Paul pushed through the door, into a library.
The old man was standing before the stacks, looking up at the wall of books. Big, hardbound tomes filled shelves from floor to ceiling, extending the full length of the chamber. Here the lighting wasn’t fluorescent; instead, the warm, full glow of incandescence exuded from a series of panels along the back wall, and ceiling, and floor. An enormous wooden table dominated the room, while the table itself was dominated by yet more books, piled like an uneven cityscape—leather-bound skyscrapers stacked in mimicry of some blocky 1950s metropolis. Altogether there must have been thousands of books. It was as impressive a private library as Paul had ever seen.

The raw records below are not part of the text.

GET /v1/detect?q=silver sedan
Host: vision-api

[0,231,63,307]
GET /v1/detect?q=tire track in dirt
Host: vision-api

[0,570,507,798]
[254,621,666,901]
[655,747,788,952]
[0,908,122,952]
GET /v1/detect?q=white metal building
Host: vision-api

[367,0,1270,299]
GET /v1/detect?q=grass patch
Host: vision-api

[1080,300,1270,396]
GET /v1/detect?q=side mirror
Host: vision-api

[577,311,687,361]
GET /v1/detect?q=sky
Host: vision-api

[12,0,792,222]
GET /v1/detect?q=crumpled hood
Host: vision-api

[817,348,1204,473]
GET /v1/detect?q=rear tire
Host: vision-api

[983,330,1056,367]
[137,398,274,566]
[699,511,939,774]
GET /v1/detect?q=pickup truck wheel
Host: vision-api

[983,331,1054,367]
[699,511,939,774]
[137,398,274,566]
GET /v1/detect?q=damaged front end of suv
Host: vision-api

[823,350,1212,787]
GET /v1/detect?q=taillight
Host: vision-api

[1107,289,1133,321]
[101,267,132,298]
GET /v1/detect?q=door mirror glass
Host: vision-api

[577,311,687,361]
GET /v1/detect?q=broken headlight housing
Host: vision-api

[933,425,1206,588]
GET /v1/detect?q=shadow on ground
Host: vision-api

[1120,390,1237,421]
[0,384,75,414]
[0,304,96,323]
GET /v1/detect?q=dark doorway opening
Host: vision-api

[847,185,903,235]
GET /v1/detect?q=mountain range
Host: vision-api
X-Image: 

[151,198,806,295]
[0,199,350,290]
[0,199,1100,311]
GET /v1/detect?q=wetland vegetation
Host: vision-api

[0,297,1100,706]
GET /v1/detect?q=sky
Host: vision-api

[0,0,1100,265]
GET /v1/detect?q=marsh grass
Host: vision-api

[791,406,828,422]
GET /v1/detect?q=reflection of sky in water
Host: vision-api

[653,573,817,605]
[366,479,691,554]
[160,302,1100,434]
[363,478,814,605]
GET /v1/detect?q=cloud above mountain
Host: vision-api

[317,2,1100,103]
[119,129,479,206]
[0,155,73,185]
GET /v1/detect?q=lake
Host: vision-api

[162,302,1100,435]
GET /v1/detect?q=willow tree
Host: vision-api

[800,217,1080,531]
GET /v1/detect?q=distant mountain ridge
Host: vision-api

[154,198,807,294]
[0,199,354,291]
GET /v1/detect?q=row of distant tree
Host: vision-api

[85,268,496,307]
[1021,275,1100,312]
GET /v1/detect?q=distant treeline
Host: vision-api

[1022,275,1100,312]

“Have you heard of The Modern Synthesis ?” The old man’s voice seemed to filter through the piles of books. It was the opposite of an empty church, where your voice might echo hollowly off the walls. Here your voice was eaten by the room.
“Yeah.”
“Have you read it?”
“It’s one of the banned books.”
“Have you read it?” the old man repeated.
“I have.”
“And what about this?” he asked, pulling a large dark book free from the shelves. The old man held the book out for Paul to see.
“The Bible?”
“Also a banned book, in some parts of the world.”
The old man placed the book down on the table and gestured for Paul to come closer.
Paul stood next to the old man, his leg brushing the table. The old man was tall but frail. Paul thought about killing him. The image flashed through his mind. His hands around the old man’s neck. The way his throat would feel when he crushed it. What his eyes would look like when the life had gone out of them.
“Turn to Genesis chapter three, verse twenty,” the old man said.
Paul turned the pages.
“Now read it.”
“‘And Adam called his wife’s name Eve; because she was the mother of all living.’”
“‘Mother of all living.’ What do you think of that?”
“I don’t think anything.”
“They were cast out from the garden for their sins,” the old man said. “God was angry, because they’d eaten the fruit of knowledge. His punishment was swift.” The old man closed his eyes and quoted from memory: “‘I will greatly multiply thy sorrow and thy conception; in sorrow thou shalt bring forth children.’”
The old man opened his eyes and looked at Paul. “Thus were Cain and Abel begotton. And then Cain slew Abel. There is another verse I’d like you to read. Genesis four, lines sixteen and seventeen.”
Paul flipped through the Bible until he found the verse. He read aloud, “‘And Cain went out from the presence of the Lord, and dwelt in the land of Nod, on the east of Eden. And Cain knew his wife; and she conceived, and bare Enoch.’”
The old man smiled. “You see, Paul, that was what got me. That was what started all this.” He gestured around himself, but Paul had the sense that he meant something larger. The entire compound. Everything. “That is what sent me down this path. Reading Genesis, when I was a young boy in school.”
The old man held out his hand, and Paul gave him back the Bible. The old man looked down at the pages, creased and yellowed with age.
“Because even as a boy I wondered…” The old man closed the Bible. “This boy Cain, cast out from paradise, who did he marry?”